大学では、虐待が起こるメカニズムや虐待を受けた子どもの心理的ケアについて学びました。そして、虐待が起こる環境や親の心理面に少しずつ関心が向き、子育てや親子関係をサポートすることが子どもの心身の発達のためになり、ひいては、虐待の予防にもつながるのではないかと考えるようになりました。

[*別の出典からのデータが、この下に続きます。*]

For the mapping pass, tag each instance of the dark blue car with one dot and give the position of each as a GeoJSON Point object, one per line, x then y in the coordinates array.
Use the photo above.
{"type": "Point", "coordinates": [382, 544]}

大学院修了後は、 “子育て支援” に携わりたいという思いから、大学院附属のこころの相談室、保健センターの3歳児健診、区の保健福祉センターの家庭児童相談員、高校スクールカウンセラーなど、おもに保健医療や福祉の領域で仕事をしながら、現在に至っています。
今の職場で出会う患者さんたちやご家族は、病気や障がいがあるがゆえに困難や葛藤に人生の早期から向き合わざるを得ないことが多いと思います。たとえば身体の不自由さから生じる困難だけでなく、「みんなと同じように過ごしたい」「友達と出かけたい」「私の得意なことってなに…?」など、社会生活のなかでの悩みを抱えています。心理士として、ご本人やご家族の人生の節目での歩みに寄り添いながら、親子ともに成長する姿や悩みを生き抜いていく力を目の当たりにして、とても学びになる素晴らしい経験をさせてもらっています。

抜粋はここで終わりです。